[<prev] [next>] [<thread-prev] [thread-next>] [day] [month] [year] [list]
Message-ID: <f1137fcf-1778-4811-9211-4beb95db3a32@uni-osnabrueck.de>
Date: Tue, 3 Feb 2026 09:36:24 +0100
From: Kathrin Elmenhorst <kelmenhorst@...-osnabrueck.de>
To: Neal Cardwell <ncardwell@...gle.com>
Cc: Eric Dumazet <edumazet@...gle.com>, Kuniyuki Iwashima
<kuniyu@...gle.com>, netdev@...r.kernel.org
Subject: Re: [PATCH net-next] net: tcp_bbr: use high pacing gain when the
sender fails to put enough data inflight
> AFAICT this patch does not look like a safe solution, because there
> are many reasons that the actual number of bytes in flight can be less
> than the target inflight. Notably, it is very common for applications
> to be application-limited, i.e., they don't have enough data to send
> to fully utilize the BDP of the network path. This is very common for
> the most common kinds of TCP workloads: web, streaming video, RPC,
> SSH, etc. It does not seem safe to increase the pacing gain to
> bbr_high_gain in these common application-limited scenarios, because
> this can cause bursts of data to arrive at the bottleneck link at more
> than twice the available bandwidth, which can cause very high queuing
> and packet loss.
Absolutely, app-limited and contention-limited sockets exhibit similar
characteristics in terms of inflight bytes. My understanding was that
BBR uses high pacing gain when the socket is app-limited anyways, is
that not correct?
For example, bbr_check_full_bw_reached returns early if the socket is
app-limited, so that BBR stays in (or is reset to) STARTUP mode with
high pacing gain. This behavior actually gave me the idea to fix the
contention-limited socket in a similar way. But maybe I am missing
other cases where BBR reacts differently to app-limitation.

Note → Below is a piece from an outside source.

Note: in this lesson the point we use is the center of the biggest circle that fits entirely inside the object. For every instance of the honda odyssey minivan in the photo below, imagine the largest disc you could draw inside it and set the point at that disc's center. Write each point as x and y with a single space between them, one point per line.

> But if you have further results that you can share, I'd appreciate it.
I separately sent you the arXiv link to our paper. Due to a conference
submission policy, we are not allowed to advertise it on a public
mailing list yet.
Thanks,
Kathrin
On 2/2/26 17:22, Neal Cardwell wrote:
> On Mon, Feb 2, 2026 at 5:15 AM kelmenhorst
> <kelmenhorst@...-osnabrueck.de> wrote:
>> This patch addresses a robustness issue of TCP BBR when run in Virtual Machines
>> - a common use case considering modern web hosting.
>> Prior experiments in AWS VMs (https://ieeexplore.ieee.org/abstract/document/9546441),
>> and our recent measurements in a controlled setup show that VM-based BBR senders
>> heavily underestimate the available bandwidth during periods of CPU contention.
>> In our configuration with 10ms periodic timeslices, BBR already degrades in VMs
>> with less than 70% CPU time share, and the throughput continuously drops with
>> decreasing CPU shares until it is bandwidth-independently capped at 10 Mbps for
>> CPU time shares at 35% and lower.
>> Considering the common use case of BBR in (resource-limited) Linux VMs, this
>> issue could potentially compromise the robustness of the Internet's transport
>> layer.
>>
>> In contrast to Cubic, BBR is very sensitive to off-CPU times. This is because
>> pacing evenly spreads the target inflight over the RTT, essentially assuming
>> that the CPU is available during the whole RTT. If this assumption is not met,
>> the BBR sender cannot achieve the target pacing rate and concludes that the full
>> bandwidth has been reached, even though the throughput is far below the actual
>> bandwidth limit.
> Thanks, I agree this is an issue worth working on. And I appreciate
> your contributions in this area, as well as the work of others who
> have worked on the challenges of BBR throughput in VM guests.
>
>> This commit detects the problematic condition in bbr_update_gains() by
>> comparing BBR's current target inflight (bbr_inflight() * tp->mss_cache) with
>> the actual number of bytes inflight (tp->bytes_sent - tp->bytes_acked), and
>> applies high pacing gain (bbr_high_gain), until the inflight deficit recovers.
>> With a higher pacing gain, BBR can send faster when the VM does have the CPU,
>> so that the target inflight volume can be achieved despite off-CPU times.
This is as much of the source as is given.